Is this how it ends?

Is this how it ends?

Imagine that you’re a woman. (If you’re a woman, please disregard this preliminary step.) We’ll call you Rachel. (If Rachel’s your real name, then here’s something else you needn’t imagine.)

Five years ago, you married your high school sweetheart. Last year you had a baby. You and your husband constantly talk about your future together. As a couple, you couldn’t be happier. You are comfortable in each other’s company. You sense when each other needs support, or space. Life is good.

Then one day you receive an email from your husband.

“Hi, hon.

As you’d appreciate, wives are notoriously more expensive than mistresses. I really need to keep costs down right now. So, I’ll be replacing you with a mistress.

She doesn’t have your experience, but she has a degree in microelectronic engineering. She was on her school’s victorious tunnel ball team. She has a ventriloquist act that’s so good you can’t even see her lips move. AND she knows how to set up email accounts (which you know was always a problem for me).

I am sure you’ll understand. Thank you for your help in the past.

Jake”

A flood of thoughts washes over you.

“How could he think it was OK to write this in an email?” Surely I deserve better.

“As you’d appreciate?” Why would I appreciate that wives are more expensive than mistresses?

“She doesn’t have your experience?” But then he rattles off the skills she has that clearly impress him.

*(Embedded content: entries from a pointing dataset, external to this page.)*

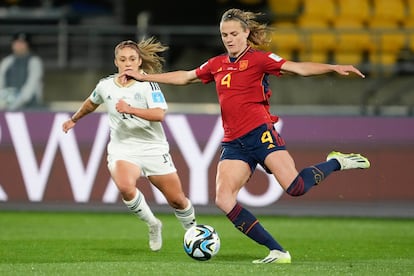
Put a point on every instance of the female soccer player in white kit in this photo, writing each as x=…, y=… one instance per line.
x=138, y=144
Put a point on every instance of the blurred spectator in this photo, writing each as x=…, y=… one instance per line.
x=21, y=76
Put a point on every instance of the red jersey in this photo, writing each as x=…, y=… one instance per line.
x=242, y=88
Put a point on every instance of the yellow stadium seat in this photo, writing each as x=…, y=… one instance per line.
x=283, y=7
x=356, y=10
x=411, y=41
x=286, y=42
x=387, y=46
x=392, y=10
x=323, y=9
x=352, y=46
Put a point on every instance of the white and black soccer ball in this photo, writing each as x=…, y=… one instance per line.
x=201, y=242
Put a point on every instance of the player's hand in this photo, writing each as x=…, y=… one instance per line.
x=346, y=69
x=66, y=126
x=129, y=74
x=123, y=107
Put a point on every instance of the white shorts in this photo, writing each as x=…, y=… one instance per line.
x=150, y=165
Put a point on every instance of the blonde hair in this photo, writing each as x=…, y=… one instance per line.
x=148, y=49
x=259, y=32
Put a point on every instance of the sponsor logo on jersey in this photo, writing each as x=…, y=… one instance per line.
x=275, y=57
x=158, y=97
x=243, y=65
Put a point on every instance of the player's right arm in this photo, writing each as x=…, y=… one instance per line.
x=87, y=107
x=180, y=77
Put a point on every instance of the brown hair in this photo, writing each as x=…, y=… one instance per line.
x=259, y=32
x=148, y=50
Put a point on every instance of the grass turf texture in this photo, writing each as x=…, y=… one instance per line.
x=68, y=243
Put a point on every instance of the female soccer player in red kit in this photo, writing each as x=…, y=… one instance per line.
x=241, y=77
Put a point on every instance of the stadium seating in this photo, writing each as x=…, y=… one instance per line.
x=347, y=31
x=283, y=8
x=286, y=42
x=387, y=10
x=353, y=10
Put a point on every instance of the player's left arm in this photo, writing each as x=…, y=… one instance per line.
x=313, y=68
x=87, y=107
x=149, y=114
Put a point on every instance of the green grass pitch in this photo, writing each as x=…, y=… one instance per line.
x=72, y=243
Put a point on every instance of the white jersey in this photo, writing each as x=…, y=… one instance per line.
x=131, y=135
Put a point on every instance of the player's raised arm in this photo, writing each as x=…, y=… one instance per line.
x=313, y=68
x=180, y=77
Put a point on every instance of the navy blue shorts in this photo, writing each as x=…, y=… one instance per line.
x=254, y=146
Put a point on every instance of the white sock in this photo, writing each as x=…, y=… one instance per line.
x=140, y=208
x=186, y=216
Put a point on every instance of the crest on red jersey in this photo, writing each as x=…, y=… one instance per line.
x=243, y=65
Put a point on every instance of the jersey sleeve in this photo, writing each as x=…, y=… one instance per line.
x=96, y=96
x=272, y=63
x=204, y=72
x=155, y=97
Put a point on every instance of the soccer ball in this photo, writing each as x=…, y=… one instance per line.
x=201, y=242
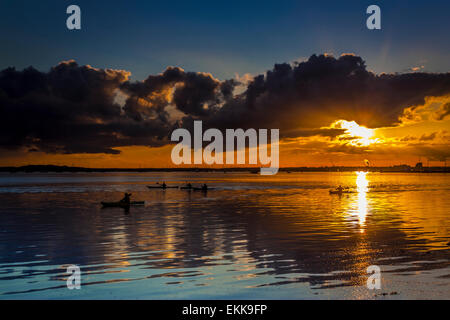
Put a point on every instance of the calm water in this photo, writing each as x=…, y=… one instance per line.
x=253, y=237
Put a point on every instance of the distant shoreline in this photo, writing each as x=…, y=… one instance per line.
x=55, y=168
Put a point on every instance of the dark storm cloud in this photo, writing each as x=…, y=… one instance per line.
x=73, y=109
x=316, y=92
x=70, y=109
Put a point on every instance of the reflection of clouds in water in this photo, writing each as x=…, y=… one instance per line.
x=286, y=231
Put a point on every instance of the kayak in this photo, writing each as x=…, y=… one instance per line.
x=122, y=204
x=161, y=187
x=201, y=189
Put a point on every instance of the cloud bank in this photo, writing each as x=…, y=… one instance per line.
x=76, y=109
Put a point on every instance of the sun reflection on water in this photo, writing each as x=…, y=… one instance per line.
x=362, y=206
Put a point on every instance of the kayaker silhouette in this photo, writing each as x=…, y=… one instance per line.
x=126, y=198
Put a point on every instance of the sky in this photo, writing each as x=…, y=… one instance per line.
x=116, y=66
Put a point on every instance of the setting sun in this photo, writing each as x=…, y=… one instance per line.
x=361, y=135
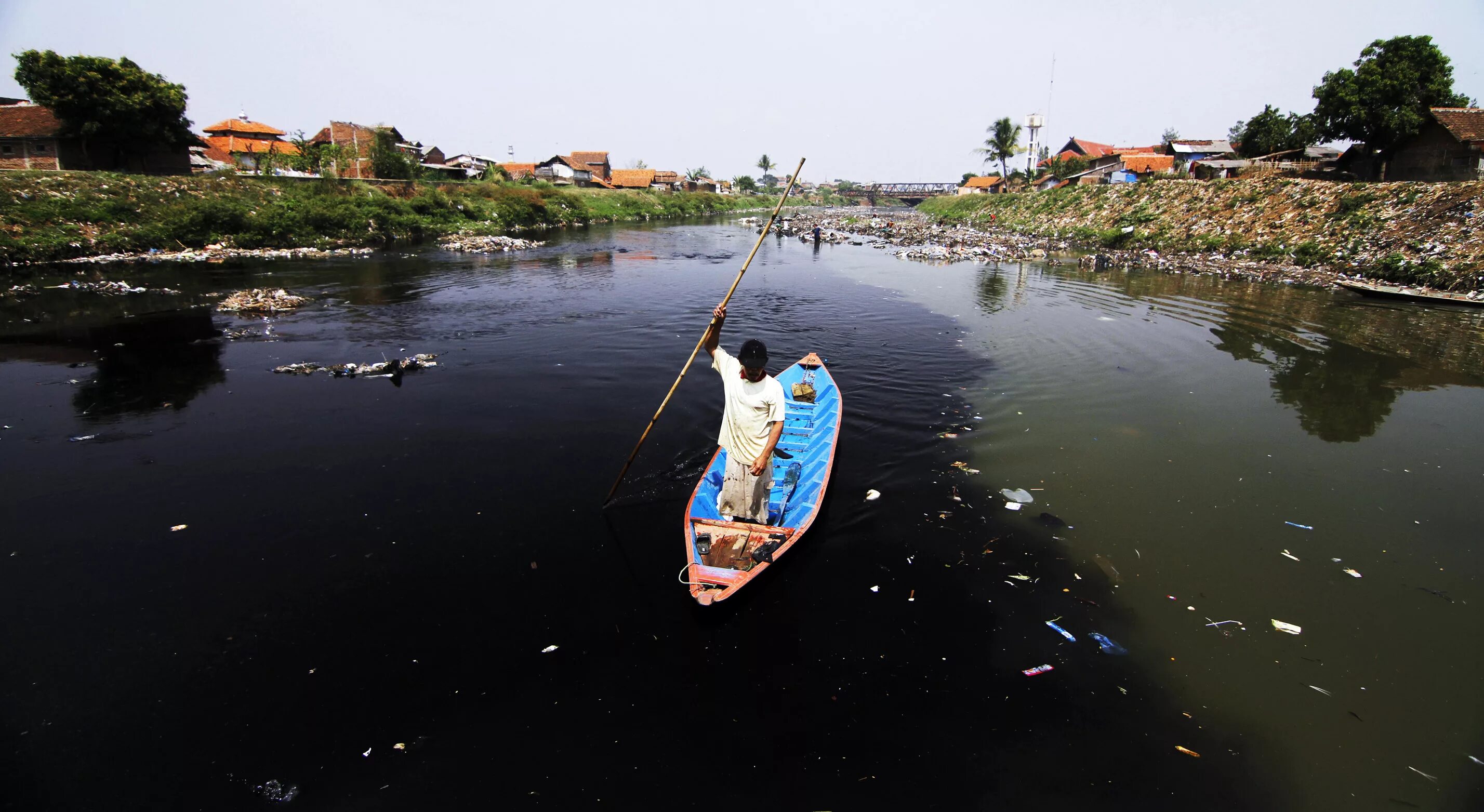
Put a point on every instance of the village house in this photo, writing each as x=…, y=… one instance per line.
x=563, y=170
x=519, y=171
x=30, y=139
x=983, y=184
x=668, y=182
x=356, y=141
x=1448, y=149
x=595, y=162
x=1189, y=152
x=633, y=179
x=1138, y=165
x=244, y=143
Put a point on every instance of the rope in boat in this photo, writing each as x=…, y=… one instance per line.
x=689, y=582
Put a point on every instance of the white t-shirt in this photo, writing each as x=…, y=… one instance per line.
x=751, y=409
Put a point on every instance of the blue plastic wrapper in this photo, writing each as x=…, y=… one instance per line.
x=1108, y=646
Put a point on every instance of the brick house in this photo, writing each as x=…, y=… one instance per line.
x=633, y=179
x=1450, y=148
x=244, y=143
x=983, y=184
x=30, y=139
x=597, y=164
x=358, y=140
x=519, y=171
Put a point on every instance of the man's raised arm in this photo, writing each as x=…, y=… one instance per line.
x=714, y=331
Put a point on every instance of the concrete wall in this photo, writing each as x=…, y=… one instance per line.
x=1436, y=155
x=29, y=153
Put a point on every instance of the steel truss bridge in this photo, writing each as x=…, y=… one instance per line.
x=907, y=192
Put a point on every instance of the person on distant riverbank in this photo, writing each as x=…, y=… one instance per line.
x=751, y=423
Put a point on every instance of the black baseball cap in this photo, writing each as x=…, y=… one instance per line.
x=754, y=354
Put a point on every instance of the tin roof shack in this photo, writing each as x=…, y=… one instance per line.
x=519, y=171
x=633, y=179
x=356, y=141
x=563, y=170
x=32, y=139
x=667, y=180
x=992, y=184
x=1188, y=152
x=597, y=164
x=1138, y=167
x=244, y=143
x=1448, y=149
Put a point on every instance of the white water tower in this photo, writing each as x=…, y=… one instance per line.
x=1034, y=124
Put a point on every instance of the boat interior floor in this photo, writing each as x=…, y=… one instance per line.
x=732, y=542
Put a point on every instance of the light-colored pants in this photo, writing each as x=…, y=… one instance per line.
x=744, y=496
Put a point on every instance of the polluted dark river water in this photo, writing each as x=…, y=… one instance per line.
x=361, y=608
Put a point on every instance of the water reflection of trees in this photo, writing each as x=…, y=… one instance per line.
x=164, y=360
x=1337, y=361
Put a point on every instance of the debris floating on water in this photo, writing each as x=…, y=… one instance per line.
x=262, y=300
x=394, y=367
x=1108, y=646
x=477, y=244
x=1062, y=631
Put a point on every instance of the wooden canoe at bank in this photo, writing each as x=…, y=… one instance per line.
x=737, y=553
x=1410, y=295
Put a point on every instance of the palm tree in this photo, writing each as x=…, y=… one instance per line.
x=1002, y=144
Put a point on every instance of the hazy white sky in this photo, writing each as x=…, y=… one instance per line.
x=866, y=89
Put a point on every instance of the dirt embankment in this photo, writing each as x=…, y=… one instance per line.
x=1406, y=232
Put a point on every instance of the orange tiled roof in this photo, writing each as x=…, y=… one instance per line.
x=238, y=125
x=590, y=158
x=27, y=121
x=1142, y=164
x=240, y=144
x=984, y=182
x=1465, y=124
x=1093, y=149
x=633, y=179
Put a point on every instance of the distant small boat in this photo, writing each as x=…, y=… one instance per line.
x=1409, y=293
x=725, y=556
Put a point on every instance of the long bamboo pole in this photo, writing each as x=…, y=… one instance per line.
x=689, y=361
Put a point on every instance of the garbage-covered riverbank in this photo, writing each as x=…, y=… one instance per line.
x=1417, y=234
x=48, y=217
x=918, y=236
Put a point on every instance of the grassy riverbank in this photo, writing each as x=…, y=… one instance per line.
x=1406, y=232
x=48, y=216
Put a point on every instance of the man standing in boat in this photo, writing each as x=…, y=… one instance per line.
x=751, y=425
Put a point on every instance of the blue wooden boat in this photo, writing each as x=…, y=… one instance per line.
x=725, y=556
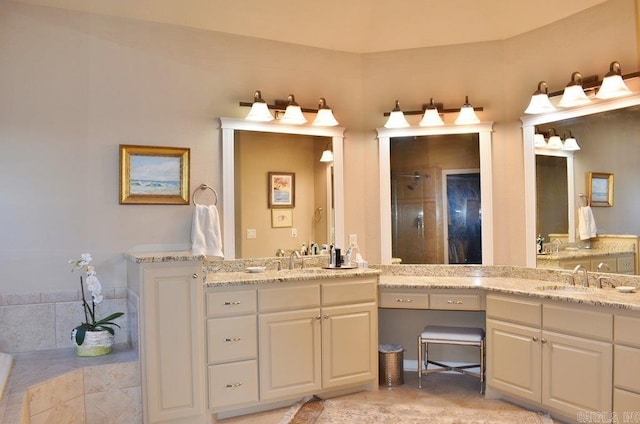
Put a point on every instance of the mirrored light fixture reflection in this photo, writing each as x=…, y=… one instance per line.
x=613, y=84
x=540, y=102
x=259, y=110
x=325, y=116
x=293, y=113
x=327, y=154
x=396, y=118
x=467, y=114
x=570, y=143
x=554, y=142
x=431, y=116
x=574, y=94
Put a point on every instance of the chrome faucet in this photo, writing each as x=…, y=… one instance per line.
x=293, y=254
x=585, y=275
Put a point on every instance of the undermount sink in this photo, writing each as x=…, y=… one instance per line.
x=565, y=289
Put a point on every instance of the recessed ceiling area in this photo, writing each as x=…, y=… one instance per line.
x=358, y=26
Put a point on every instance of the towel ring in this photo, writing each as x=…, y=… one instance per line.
x=204, y=187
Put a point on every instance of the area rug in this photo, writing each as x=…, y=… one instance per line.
x=344, y=411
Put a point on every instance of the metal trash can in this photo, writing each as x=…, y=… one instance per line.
x=390, y=366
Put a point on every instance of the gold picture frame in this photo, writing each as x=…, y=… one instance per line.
x=600, y=188
x=154, y=175
x=282, y=190
x=281, y=218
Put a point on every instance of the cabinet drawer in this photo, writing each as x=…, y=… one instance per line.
x=232, y=339
x=293, y=296
x=626, y=330
x=626, y=265
x=578, y=321
x=403, y=300
x=462, y=302
x=626, y=373
x=515, y=310
x=342, y=292
x=234, y=383
x=225, y=303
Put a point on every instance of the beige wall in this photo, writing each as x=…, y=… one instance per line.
x=74, y=86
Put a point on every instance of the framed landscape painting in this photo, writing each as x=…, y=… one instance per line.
x=154, y=175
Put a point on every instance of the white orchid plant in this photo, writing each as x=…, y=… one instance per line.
x=95, y=288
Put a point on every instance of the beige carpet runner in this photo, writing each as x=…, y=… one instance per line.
x=344, y=411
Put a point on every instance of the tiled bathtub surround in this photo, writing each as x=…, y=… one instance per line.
x=44, y=320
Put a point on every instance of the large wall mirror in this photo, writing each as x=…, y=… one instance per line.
x=255, y=156
x=608, y=133
x=436, y=202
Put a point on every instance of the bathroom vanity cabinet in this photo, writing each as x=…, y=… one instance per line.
x=555, y=355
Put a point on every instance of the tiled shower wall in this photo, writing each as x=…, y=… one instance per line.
x=44, y=320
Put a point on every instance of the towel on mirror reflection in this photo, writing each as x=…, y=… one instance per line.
x=586, y=223
x=205, y=232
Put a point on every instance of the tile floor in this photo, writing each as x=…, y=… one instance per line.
x=453, y=390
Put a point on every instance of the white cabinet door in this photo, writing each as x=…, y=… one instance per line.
x=290, y=353
x=513, y=362
x=577, y=374
x=349, y=344
x=171, y=324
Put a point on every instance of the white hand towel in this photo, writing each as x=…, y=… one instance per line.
x=586, y=223
x=205, y=232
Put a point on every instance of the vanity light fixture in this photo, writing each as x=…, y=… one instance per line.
x=325, y=117
x=293, y=113
x=327, y=154
x=555, y=142
x=467, y=114
x=259, y=110
x=540, y=102
x=570, y=143
x=573, y=94
x=431, y=116
x=612, y=84
x=396, y=118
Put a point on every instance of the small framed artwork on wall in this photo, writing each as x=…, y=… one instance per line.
x=282, y=192
x=154, y=175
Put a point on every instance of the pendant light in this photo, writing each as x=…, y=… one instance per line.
x=612, y=84
x=396, y=118
x=540, y=102
x=293, y=113
x=259, y=110
x=570, y=143
x=555, y=142
x=467, y=115
x=431, y=116
x=325, y=116
x=573, y=94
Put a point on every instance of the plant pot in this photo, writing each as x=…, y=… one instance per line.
x=96, y=343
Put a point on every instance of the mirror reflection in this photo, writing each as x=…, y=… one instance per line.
x=608, y=143
x=261, y=230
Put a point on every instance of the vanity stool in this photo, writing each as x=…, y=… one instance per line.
x=461, y=336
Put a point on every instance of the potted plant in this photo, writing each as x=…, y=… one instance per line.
x=92, y=337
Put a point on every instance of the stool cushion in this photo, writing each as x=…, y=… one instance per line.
x=466, y=334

You call your girlfriends and tell them what he has written. The reactions are the same. “An email? Seriously? He thought it was OK to end it with an email?”

You decide to call him. You tell him you’re disappointed that he at least didn’t have the courtesy to talk to you. You tell him you’re shocked since just last week he was talking about how good things were going to be for you both in the future. You ask him why he thought you’d appreciate that wives are notoriously expensive.

“I didn’t say that you’re expensive.” His volume rises.

“Not directly. You said that wives are notoriously expensive. And I happen to be a wife – or I was until yesterday.”

“I’m not getting into a he said, she said argument,” he argued.

“And why was it necessary to list all the skills my replacement possesses? Am I supposed to be impressed?”

“She’s very good.”

OK, so back to your true persona. As you read this, what are you thinking? Are you OK with Jake’s action? Has Rachel over-reacted?

If you think that Jake’s email is a shitty way to end a marriage, would you think differently if it weren’t a marriage, but a business relationship he was terminating?

If you reckon there’s nothing wrong with using email to end a marriage, are there things that it’s not OK to communicate via email? Or a text message?

If you think Rachel over-reacted to her husband ending their partnership by email, how would you rate her response if she’d been Jake’s business partner rather than life partner?

If you think you’d have reacted as Rachel did, would you react the same way if you received a similar email terminating a long-standing business relationship?

One of the things we learn in life is the importance of choosing the right thing to say. And then we must choose how to say it.

We must understand how our audience is feeling. We must understand how our message will be received. We must choose what words to use, what tone of voice, what medium.

Sometimes when we know that what we need to communicate should be done face to face, we chicken out. We don’t want to disappoint. We don’t want to get into a discussion. We don’t want a scene.

What’s increasingly happening today is that we’re writing things that should be said. We’re sending emails from office to office when we should really get up and walk down the corridor.

We’re writing things that shouldn’t be written. We’re posting hurtful, hateful comments on social media.

And we’re not writing the things that should be written. We’re not taking the time to handwrite a simple thank you.

It takes a little longer to be thoughtful. It takes courage to speak face to face. It takes respect to know the right way to say what needs to be said. Or written.